Member of the Legislative Council
- In office 1951–1954
- Constituency: New Guinea Mainland

Personal details
- Born: Carl Mallesch Jacobsen 8 February 1895 Beechworth, Victoria
- Died: 8 April 1962 (aged 67) Lae, Papua New Guinea
- Occupation: Farmer

= Carl Jacobsen (politician) =

Papua New Guinean politician (1895–1962)

Carl Mallesch Jacobsen (8 February 1895 – 25 April 1962) was an Australian-born politician and farmer who served as a member of the Legislative Council of Papua and New Guinea between 1951 and 1954.

==Biography==
Born in Beechworth, Victoria, in 1895, Jacobsen moved to the Territory of New Guinea in 1932, initially working at the Bulolo Gold Dredging company. After two years, he took over a farm near Lae. When World War II started he joined the New Guinea Volunteer Rifles, from which he was seconded to the Fifth Air Force of the United States.

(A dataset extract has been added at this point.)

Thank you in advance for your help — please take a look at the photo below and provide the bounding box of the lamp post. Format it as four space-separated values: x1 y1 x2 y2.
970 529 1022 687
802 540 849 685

When the war ended, he worked at the Red Cross prisoner of war reception centre in Darwin, Northern Territory, before returning to Lae. He sold his Bulae farm and started a new one named Leiwomba. He was also a mason, serving as first Worshipful Master in the Lae Masonic Lodge, as well as serving as the first president of Lae Bowling Club.

Elections to the Papua and New Guinea Legislative Council were held for the first time in 1951. Jacobsen contested the New Guinea Mainland seat and was elected to the new legislature. He did not stand for re-election in the 1954 elections.

Jacobsen died in Lae in April 1962 at the age of 67.